Podrían colocarse una tras otra todas las películas de Matías Piñeiro y formarían un solo ser, un hermoso compendio de las mismas ideas y obsesiones que comparte espíritu, quizás, con el universo fílmico de Hong Sangsoo y con las espirales que forman sus variaciones infinitas. El cine del autor argentino revela la verdadera relación de lo cinematográfico con el mundo de lo escrito: sus relatos parten de Cortázar, de Shakespeare o de la comedia del arte para acabar cuestionándose por la naturaleza de las imágenes. ¿Qué papel ocupa el verbo en ese salto hacia otro lenguaje? Piñeiro lo busca y lo escenifica a modo de pregunta. Sus películas no dejan de interrogarse a sí mismas: allá donde se ofrece el más hermoso trabajo en la composición de la imagen, surge también alguien que deambula alrededor del plano para sembrarlo todo de dudas, para recordar que la escena es un lienzo en construcción permanente, un constante fluir que de alguna manera atrapa el discurrir mismo de la vida, con todos sus interrogantes y círculos sin cerrar.
Con el pretexto de que su protagonista luche por conseguir el papel de su vida, Isabella está consagrada al gesto de amor por lo que esconde el gesto de la interpretación. No es la primera vez: tal y como ocurría en Viola (2012), los ensayos atraviesan el relato pero aquí la vida se interpone, ya no queda espacio para el arte en este presente incierto, y el que queda se representa frente a un espejo, sin nadie que lo reciba.
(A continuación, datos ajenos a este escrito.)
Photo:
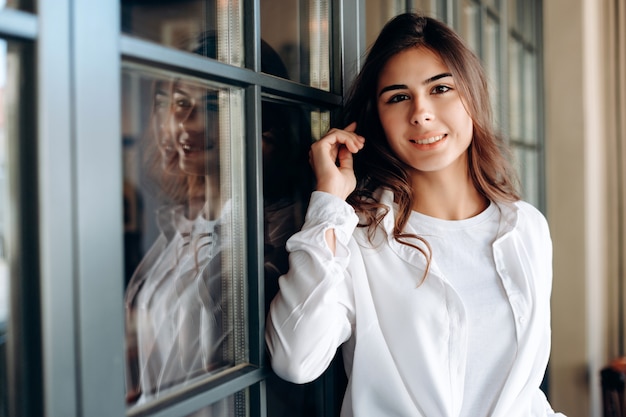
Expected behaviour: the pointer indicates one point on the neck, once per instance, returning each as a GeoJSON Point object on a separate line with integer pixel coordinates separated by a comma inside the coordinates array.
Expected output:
{"type": "Point", "coordinates": [204, 197]}
{"type": "Point", "coordinates": [447, 197]}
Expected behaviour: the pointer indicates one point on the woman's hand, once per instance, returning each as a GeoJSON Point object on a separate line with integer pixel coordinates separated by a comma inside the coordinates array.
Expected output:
{"type": "Point", "coordinates": [331, 159]}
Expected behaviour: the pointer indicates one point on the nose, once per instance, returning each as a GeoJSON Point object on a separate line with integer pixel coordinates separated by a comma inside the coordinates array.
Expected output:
{"type": "Point", "coordinates": [421, 112]}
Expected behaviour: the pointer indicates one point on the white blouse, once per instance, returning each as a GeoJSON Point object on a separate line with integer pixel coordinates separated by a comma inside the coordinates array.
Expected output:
{"type": "Point", "coordinates": [405, 344]}
{"type": "Point", "coordinates": [174, 304]}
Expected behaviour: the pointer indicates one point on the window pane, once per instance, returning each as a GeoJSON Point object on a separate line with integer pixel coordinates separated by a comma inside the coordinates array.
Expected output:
{"type": "Point", "coordinates": [377, 13]}
{"type": "Point", "coordinates": [300, 33]}
{"type": "Point", "coordinates": [515, 86]}
{"type": "Point", "coordinates": [493, 64]}
{"type": "Point", "coordinates": [234, 406]}
{"type": "Point", "coordinates": [184, 226]}
{"type": "Point", "coordinates": [527, 165]}
{"type": "Point", "coordinates": [10, 83]}
{"type": "Point", "coordinates": [207, 27]}
{"type": "Point", "coordinates": [470, 24]}
{"type": "Point", "coordinates": [530, 98]}
{"type": "Point", "coordinates": [4, 229]}
{"type": "Point", "coordinates": [288, 130]}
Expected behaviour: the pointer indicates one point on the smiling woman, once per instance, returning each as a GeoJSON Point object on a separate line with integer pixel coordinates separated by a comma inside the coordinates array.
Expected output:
{"type": "Point", "coordinates": [416, 216]}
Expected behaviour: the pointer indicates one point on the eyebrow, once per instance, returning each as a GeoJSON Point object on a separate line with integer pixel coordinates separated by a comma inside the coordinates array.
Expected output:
{"type": "Point", "coordinates": [404, 86]}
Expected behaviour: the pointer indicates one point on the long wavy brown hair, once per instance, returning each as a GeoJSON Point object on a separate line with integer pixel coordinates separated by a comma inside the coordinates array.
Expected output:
{"type": "Point", "coordinates": [376, 166]}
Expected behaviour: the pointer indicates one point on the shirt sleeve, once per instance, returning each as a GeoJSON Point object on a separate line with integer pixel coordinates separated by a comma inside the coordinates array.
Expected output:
{"type": "Point", "coordinates": [312, 314]}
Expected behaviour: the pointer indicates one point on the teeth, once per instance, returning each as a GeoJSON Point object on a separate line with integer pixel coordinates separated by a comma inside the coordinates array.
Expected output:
{"type": "Point", "coordinates": [429, 140]}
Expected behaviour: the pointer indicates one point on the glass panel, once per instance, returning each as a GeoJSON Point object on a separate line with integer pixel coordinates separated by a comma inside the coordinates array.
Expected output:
{"type": "Point", "coordinates": [288, 130]}
{"type": "Point", "coordinates": [492, 3]}
{"type": "Point", "coordinates": [10, 82]}
{"type": "Point", "coordinates": [527, 165]}
{"type": "Point", "coordinates": [4, 230]}
{"type": "Point", "coordinates": [515, 93]}
{"type": "Point", "coordinates": [13, 4]}
{"type": "Point", "coordinates": [470, 24]}
{"type": "Point", "coordinates": [529, 21]}
{"type": "Point", "coordinates": [236, 405]}
{"type": "Point", "coordinates": [514, 14]}
{"type": "Point", "coordinates": [184, 226]}
{"type": "Point", "coordinates": [530, 98]}
{"type": "Point", "coordinates": [492, 62]}
{"type": "Point", "coordinates": [210, 28]}
{"type": "Point", "coordinates": [300, 33]}
{"type": "Point", "coordinates": [377, 13]}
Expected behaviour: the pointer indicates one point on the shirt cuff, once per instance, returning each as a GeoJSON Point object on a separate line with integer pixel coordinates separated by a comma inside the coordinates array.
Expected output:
{"type": "Point", "coordinates": [333, 213]}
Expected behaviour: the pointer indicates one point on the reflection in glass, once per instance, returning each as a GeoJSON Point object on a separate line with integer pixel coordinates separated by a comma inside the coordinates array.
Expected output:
{"type": "Point", "coordinates": [4, 214]}
{"type": "Point", "coordinates": [470, 23]}
{"type": "Point", "coordinates": [185, 303]}
{"type": "Point", "coordinates": [530, 98]}
{"type": "Point", "coordinates": [377, 13]}
{"type": "Point", "coordinates": [526, 162]}
{"type": "Point", "coordinates": [288, 131]}
{"type": "Point", "coordinates": [237, 403]}
{"type": "Point", "coordinates": [515, 87]}
{"type": "Point", "coordinates": [10, 82]}
{"type": "Point", "coordinates": [492, 64]}
{"type": "Point", "coordinates": [299, 33]}
{"type": "Point", "coordinates": [183, 25]}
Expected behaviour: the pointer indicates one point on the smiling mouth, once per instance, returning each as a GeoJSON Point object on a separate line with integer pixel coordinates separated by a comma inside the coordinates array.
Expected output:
{"type": "Point", "coordinates": [428, 141]}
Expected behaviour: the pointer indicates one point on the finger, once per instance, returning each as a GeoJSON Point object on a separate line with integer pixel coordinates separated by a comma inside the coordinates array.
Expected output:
{"type": "Point", "coordinates": [351, 127]}
{"type": "Point", "coordinates": [345, 160]}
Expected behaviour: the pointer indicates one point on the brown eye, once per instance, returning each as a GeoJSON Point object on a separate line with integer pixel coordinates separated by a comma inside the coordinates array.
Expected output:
{"type": "Point", "coordinates": [440, 89]}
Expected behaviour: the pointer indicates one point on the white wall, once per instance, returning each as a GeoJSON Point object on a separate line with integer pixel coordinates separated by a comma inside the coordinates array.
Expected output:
{"type": "Point", "coordinates": [578, 127]}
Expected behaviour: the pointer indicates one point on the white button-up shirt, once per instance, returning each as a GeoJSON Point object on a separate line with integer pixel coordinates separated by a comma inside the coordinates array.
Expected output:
{"type": "Point", "coordinates": [404, 337]}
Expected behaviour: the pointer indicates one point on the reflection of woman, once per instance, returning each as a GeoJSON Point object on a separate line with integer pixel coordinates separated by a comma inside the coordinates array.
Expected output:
{"type": "Point", "coordinates": [174, 299]}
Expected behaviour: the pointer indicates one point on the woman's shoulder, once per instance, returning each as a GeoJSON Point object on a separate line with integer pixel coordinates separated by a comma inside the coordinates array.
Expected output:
{"type": "Point", "coordinates": [523, 215]}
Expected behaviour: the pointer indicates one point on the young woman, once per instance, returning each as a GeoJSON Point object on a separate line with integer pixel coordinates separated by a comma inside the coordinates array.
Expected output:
{"type": "Point", "coordinates": [417, 255]}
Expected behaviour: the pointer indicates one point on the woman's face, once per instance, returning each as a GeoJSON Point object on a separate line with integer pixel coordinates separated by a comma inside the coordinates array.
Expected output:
{"type": "Point", "coordinates": [196, 128]}
{"type": "Point", "coordinates": [422, 113]}
{"type": "Point", "coordinates": [163, 134]}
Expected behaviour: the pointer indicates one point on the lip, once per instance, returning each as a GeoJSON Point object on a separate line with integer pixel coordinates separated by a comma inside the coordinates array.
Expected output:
{"type": "Point", "coordinates": [428, 140]}
{"type": "Point", "coordinates": [189, 145]}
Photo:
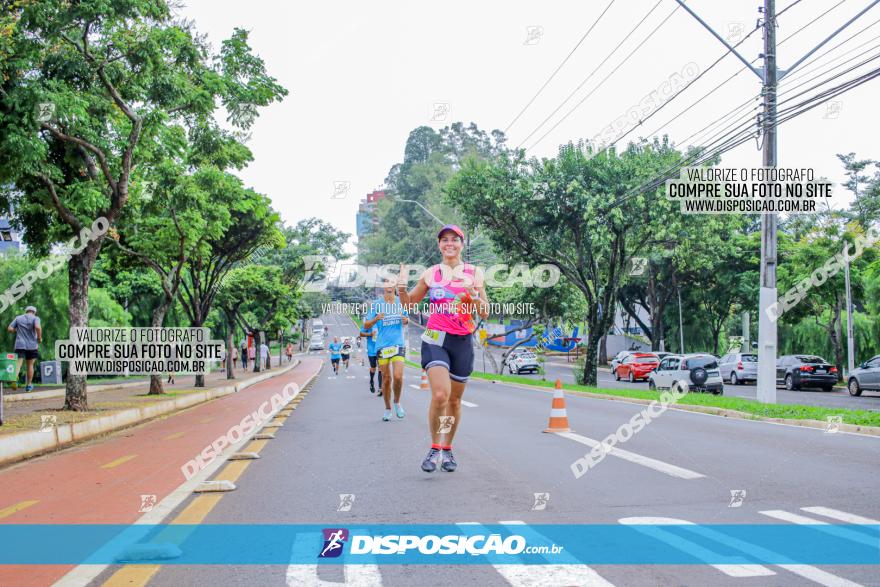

Por eso aquí el autor quizá esté más cerca de Antonioni que de las fábulas circulares de Sang-soo, donde los personajes deambulan por la ciudad como en El eclipse (1962) y filmar a Agustina Muñoz atravesando el plano parece la única forma de retratar el aliento de lo contemporáneo: personajes que tratan de luchar contra el tiempo, esclavos de ese tránsito permanente.
Quizás sea su película más desesperanzada, pero aún hay espacio para lo poético. Piñeiro abraza la duda y se sirve del texto de la obra para recordarlo: “Yo, que predico la palabra, puedo desdecirme”.